A small number of visible success stories do most of the work.
The entrepreneur who builds something from nothing.
The investor who becomes wealthy.
The public figure who embodies upward mobility.
These cases are not typical.
But they are visible and easily repeated as stories. Easy to point to as evidence that the system works.
They serve as proof of possibility.
And once possibility is established, something shifts.
If someone made it, then making it must be possible.
If it is possible, then failure becomes harder to attribute to structure.
The system doesn’t need to deny inequality.
It only needs to produce exceptions.
Turning Behavior Into Identity
At this point, people are already living inside the structure.
But to stabilize it, behavior has to become identity.
This is where consumer culture plays its role.
Throughout the 20th century, American advertising did more than sell products.

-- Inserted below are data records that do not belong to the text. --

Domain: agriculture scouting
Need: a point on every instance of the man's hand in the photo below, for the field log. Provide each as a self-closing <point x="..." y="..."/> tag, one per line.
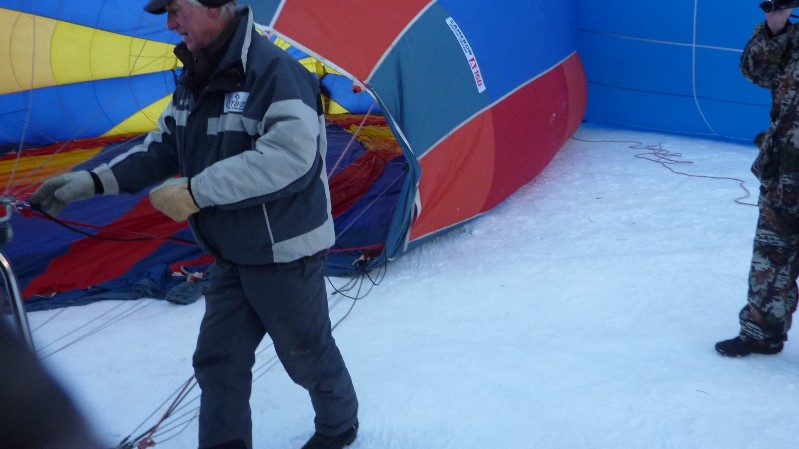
<point x="55" y="193"/>
<point x="174" y="200"/>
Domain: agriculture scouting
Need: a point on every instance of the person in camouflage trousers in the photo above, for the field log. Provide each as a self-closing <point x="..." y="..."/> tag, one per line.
<point x="771" y="60"/>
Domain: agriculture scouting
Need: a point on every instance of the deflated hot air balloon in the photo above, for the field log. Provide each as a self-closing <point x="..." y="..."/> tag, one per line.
<point x="672" y="67"/>
<point x="437" y="111"/>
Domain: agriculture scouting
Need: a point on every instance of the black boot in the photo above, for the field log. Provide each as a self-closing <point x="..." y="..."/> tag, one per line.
<point x="742" y="346"/>
<point x="340" y="441"/>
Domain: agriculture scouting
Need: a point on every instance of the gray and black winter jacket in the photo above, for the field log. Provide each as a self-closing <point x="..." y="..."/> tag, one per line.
<point x="252" y="143"/>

It sold interpretations.
A house became proof of stability and success.
A car became proof of independence.
Consumption became a reward for effort.
As historian William Leach observed, American consumer culture elevated acquisition as a path to happiness and made money the primary measure of value.
That message didn’t stay in advertising.
It moved into television, then into reality programming, then into social media.
Now it is constant.
People don’t just live their lives.
They display them.
Success is visible and comparable.
“Keeping up with the Joneses” was intensified, normalized, and recast as aspiration.
To have more is now to be more.
The Inversion
This is where the shift completes.
What Adam Smith described as a dangerous tendency among elites becomes something closer to a general expectation.
Self-interest is no longer something to restrain.
It becomes something to respect.
Even admire.
At the same time, its opposite is recoded.
Dependence becomes weakness.
Collective provision becomes inefficiency.
Structural explanation becomes excuse.
The original warning is inverted.
What was once a description of how power behaves becomes a guideline for how people should live.
Not because anyone formally declared it.
Because everything around them reinforces it.
No Master Plan, Just Alignment
This doesn’t require a conspiracy.
There doesn’t need to be a room where this was designed.
Those with advantages operate within incentives that already favor accumulation.
Policies that support those incentives are adopted because they align with existing interests.
Narratives that justify those policies spread because they make outcomes feel legitimate.
Others adapt because adaptation is rational.
If stability depends on individual accumulation, people focus on accumulating.
If risk is individualized, people prioritize themselves.
If failure is personalized, people distance themselves from it.
Over time, alignment emerges.
What It Becomes
The United States still argues about ideology.
But across those arguments, a shared baseline remains.
People are expected to secure their own stability.
Compete as individuals.
Interpret outcomes as personal.
Treat success as earned and failure as deserved.
Not everyone believes this fully.
But most people recognize it.
And more importantly, most people operate within it.
What began as a warning about how elites behave has become something closer to a common moral reflex.
The vile maxim did not spread because it was taught.
It spread because it was built into the environment.
And once it feels like reality, it no longer needs to be defended.